Cleft lip and palate

The cleft lip and palate is one of the most common deformations of humankind. The clefts in the face can develop in the area of the upper lip, the bones of the maxilla and the hard and soft upper palate in the fourth to eighth week of pregnancy. They can occur in various combinations, either on the left or the right hand side of the face or bilateral.

Cleft children are born on all continents and in each and every country. Estimates on the frequency of the cases vary. In Europe it is assumed that one in 500 to 800 births are affected. In Asia these numbers are probably considerably higher. In Africa they are a little bit lower. The most affected areas are those with poor environmental conditions: regions contaminated with dioxins or coal dust or those lying in considerable altitude (Andes or Himalaya Mountains).


Even though cleft lips and palates are the most common congenital deformations of humankind it is still not fully clear from the medial point of view what actually causes them. It is known that the risks for cleft deformations are increased by several external factors such as pollution of the environment and food, hypoxia of the embryo and malnutrition of the mother (folic acid and vitamin C deficiency) as well as possibly being of hereditary origin. Cleft lips and palates develop during the fourth week of pregnancy when the separate parts of the face begin joining together starting from the outside and proceeding inwards. If the embryo’s development is in some way disturbed during this phase the layers of tissue do not fuse completely. The various types of clefts are then the result.

Types of cleft lips and palates

Cleft deformations can vary considerably. They can occur as a cleft lip either on one side of the face or bilaterally on both sides of the upper lip, as a cleft palate or a combined cleft lip and palate. Other types of cranio-facial clefts such as lateral clefts of facial clefts are more seldom. Cleft lips and palates account to seventy per cent of the cases.

Comprehensive care for children with cleft lips and palates

The operation on a cleft lip and palate immediately frees the children from the deformation itself. A prerequisite for successful further treatment is, however, the so-called “functional operation”. Therefore, these complex operations should only be performed by experienced maxillo-facial surgeon. The child can only hear and learn to speak properly when the cleft is closed, ensuring the joining of the facial muscles and when the hearing ability is safeguarded with the completion of the soft palate. Hearing shall be checked regularly during growth (increased up to at least 7 years). Accumulation of fluid behind the eardrum, which can lead to hearing problems and ear infections need to be drained by grommets. Subsequent surgery is often necessary due to the growth of the child in order to prevent new facial deformities caused by displacements. Additionally, a correction of the malpositioning of the teeth is necessary with braces for the teeth and jaw. With these procedures and a subsequent speech therapy the children have the best chances for a complete recovery. 
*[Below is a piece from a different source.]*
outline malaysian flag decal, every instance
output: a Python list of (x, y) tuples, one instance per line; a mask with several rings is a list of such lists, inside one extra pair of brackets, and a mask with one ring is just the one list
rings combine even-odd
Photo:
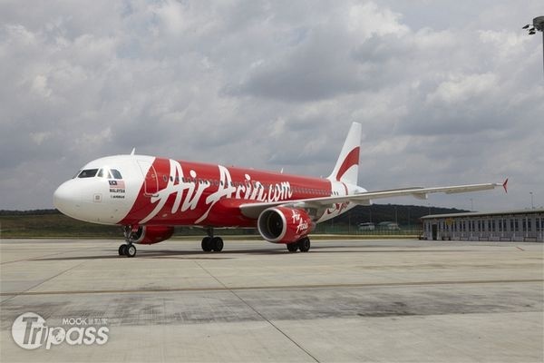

The cooperation of an interdisciplinary team of surgeons, orthodontists, ENT-specialists and speech therapists is therefore extremely important for the treatment of cleft children. This is the only way that the deformity is rectified in all of its complexity and the children are provided with a chance for a positive development. 

Help for cleft children: a matter of course in Germany - in many parts of the world unachievable 

In Germany cleft children are usually treated in the first months of their life. All that is normally left is an almost unrecognisable scar. The children are then continuously in medical and therapeutic treatment until they reach adolescence. The successes of this interdisciplinary treatment are very good. No child has to grow up with a deformity here.
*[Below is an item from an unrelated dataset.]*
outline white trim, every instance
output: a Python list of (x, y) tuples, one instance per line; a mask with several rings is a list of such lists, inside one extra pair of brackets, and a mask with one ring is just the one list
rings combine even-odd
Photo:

In countries like Vietnam, Cameroon, Peru, Bolivia or the Philippines things are quite a different matter. A large number of cleft children are denied help even though the treatment is quite simple. Health insurance is virtually non-existent and the poorer families simply cannot afford the surgery of their children. Surgeons, medical and therapeutic know-how, ear, nose and throat treatment, orthodontics, medical aftercare and interdisciplinary therapy are all lacking - but what is lacking most is money.
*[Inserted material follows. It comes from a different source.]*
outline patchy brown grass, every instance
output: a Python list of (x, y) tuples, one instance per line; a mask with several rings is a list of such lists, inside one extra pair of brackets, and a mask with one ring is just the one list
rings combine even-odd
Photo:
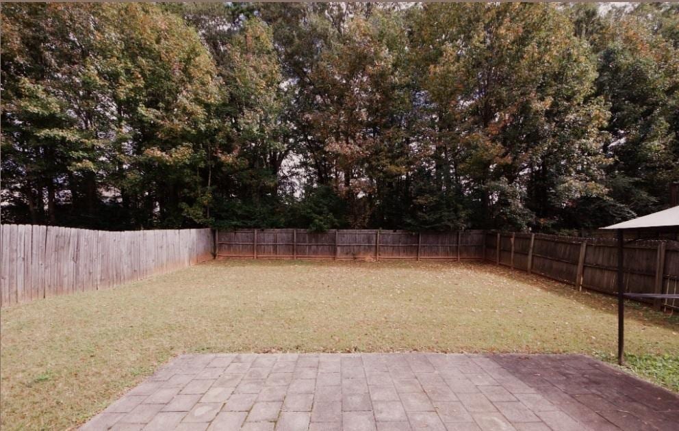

The aim of our projects is to enable a sustainable, comprehensive treatment of cleft children combining high-quality surgery of the cleft deformation with an interdisciplinary treatment of the children. Children that have received specialist surgery and the correct aftercare can then eat, drink and talk properly. But much more than that, they also for the first time have a real chance for full participation: in social life, with playmates and through a school education.